What do stakeholders need to know about PCI Security Standards in 2019? PCI SSC Chief Technology Officer Troy Leach provides an update on what to expect for changes to existing standards and a look at those in development this year.
How is PCI SSC adapting PCI Standards to reflect changes in payments?
Troy Leach: If I look at the biggest changes in technology, especially technology used for payment acceptance, it comes down to three significant changes over the past several years: speed of delivery, diversity of payment acceptance methods and third-party dependency. PCI Standards are evolving to address these changes in technology and to meet the needs of the global payment card industry.
What are some examples of how PCI Standards are evolving to address these changes?
Troy Leach: We are seeing new software releases happening faster than traditional testing can sustain. At the same time, constantly changing cloud environments challenge an entity’s ability to demonstrate security as part of an assessment. PCI Standards are addressing this with a greater focus on design and outcome-based testing, which enables a more proactive and flexible approach to security that can be adapted and sustained. Recent examples of this include PCI Standards for securing 3DS authentication as well as secure software development. This approach also enables our standards to be adaptive to support new payment methods as they are introduced, without creating a new standard for each scenario.
What about third-party dependency? How is PCI SSC addressing this aspect of payments today?
Troy Leach: The proliferation of third-party players in the payment process creates new challenges and risks for securing payment data. We’ve addressed this through the work of our Special Interests Groups (SIG), providing guidance to the industry on managing supply chain risk, and with additional security requirements for third-parties in the PCI Data Security Standard (PCI DSS) and other PCI Standards.
Additionally, the need for third-party security assurance is a key driver for the development of PCI Standards for solution providers that have access to cardholder data environments, such as the Token Service Provider (TSP) and Point-to-Point Encryption (P2PE) Standards, as well as our newest standards for mobile device payment acceptance.

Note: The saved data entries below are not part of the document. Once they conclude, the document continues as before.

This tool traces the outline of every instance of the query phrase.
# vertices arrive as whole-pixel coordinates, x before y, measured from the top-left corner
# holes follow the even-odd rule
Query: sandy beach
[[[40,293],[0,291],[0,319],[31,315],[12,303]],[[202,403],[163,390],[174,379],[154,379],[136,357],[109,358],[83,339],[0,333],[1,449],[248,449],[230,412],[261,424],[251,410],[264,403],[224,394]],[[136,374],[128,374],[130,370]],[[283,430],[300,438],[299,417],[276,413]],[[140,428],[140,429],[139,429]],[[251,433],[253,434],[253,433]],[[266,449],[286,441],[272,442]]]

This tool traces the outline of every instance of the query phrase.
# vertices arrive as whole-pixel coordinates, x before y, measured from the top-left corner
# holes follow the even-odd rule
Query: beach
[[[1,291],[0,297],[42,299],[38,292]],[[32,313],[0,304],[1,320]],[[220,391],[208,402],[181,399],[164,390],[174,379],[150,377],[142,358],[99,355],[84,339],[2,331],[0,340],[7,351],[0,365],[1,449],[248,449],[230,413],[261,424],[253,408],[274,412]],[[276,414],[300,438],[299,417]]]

We are also tackling this aspect through developer education. The new Secure Software Lifecycle Standard provides organizations with a structure for educating developers about how to properly secure payment data during development and a testing approach to demonstrate, as a third-party, good security practices.
Which PCI Security Standards are being updated in 2019?
Troy Leach: Several standards are due for updates this year including our Point-to-Point Encryption and PIN Transaction Security Point-of-Interaction (PTS POI) Standards and a new Annex for the Software-based PIN-entry on COTS (SPOC) Standard. These standards are being updated to address emerging attacks, improve the reporting practices required for assessment of payment products and address security for additional payment acceptance scenarios.
What are the new PCI Security Standards in development?
Troy Leach: It’s hard to believe, but by the end of 2019 we expect to have 15 PCI Security Standards. This includes the new software security standards that were published in January, and a new mobile standard for contactless payments that use COTS (commercial off-the-shelf) devices.
We’ve had standards for traditional contactless payments for years, but the PCI Contactless Payments on COTS Standard focuses on a new area for us - identifying security strategies for demonstrating a transaction can remain secure using a COTS mobile device. It’s anticipated for an end of 2019 release.
Probably most attention is being paid to the next version of PCI DSS that is currently under development. Timing of PCI DSS version 4.0 will be determined based on feedback received during the development period, but it is not anticipated for publication prior to late 2020. The next request for comments (RFC) for PCI DSS is planned for the second half of the year and will be discussed at our North America, Europe and Asia-Pacific Community Meetings.
How can organizations be involved in the development process for these new PCI Security Standards?
Troy Leach: I’m glad you asked as we introduced many new changes this year for those interested in payment security to participate. We have several new procedures associated with our request for comments (RFC) process. Some of the changes include more advanced communications on RFC opportunities and a more formal response to all feedback received, as well as transparency of feedback submitted for those involved. Organizations can check out our RFC-at-a-Glance infographic for a quick understanding of the process, and we’re planning a webinar on it later this year for PCI SSC stakeholders.
In addition to the RFC process, we continue to provide opportunities for involvement through participation in Task Forces such as encryption, software design or mobile acceptance. Additionally, we host industry-specific events, which include our upcoming Acquirer Forums first in Las Vegas during ETA Transact and then in London, our annual Community Meetings and regular meetings for our Board of Advisors, Technical Advisory Board and Regional Engagement Board, which are elected positions.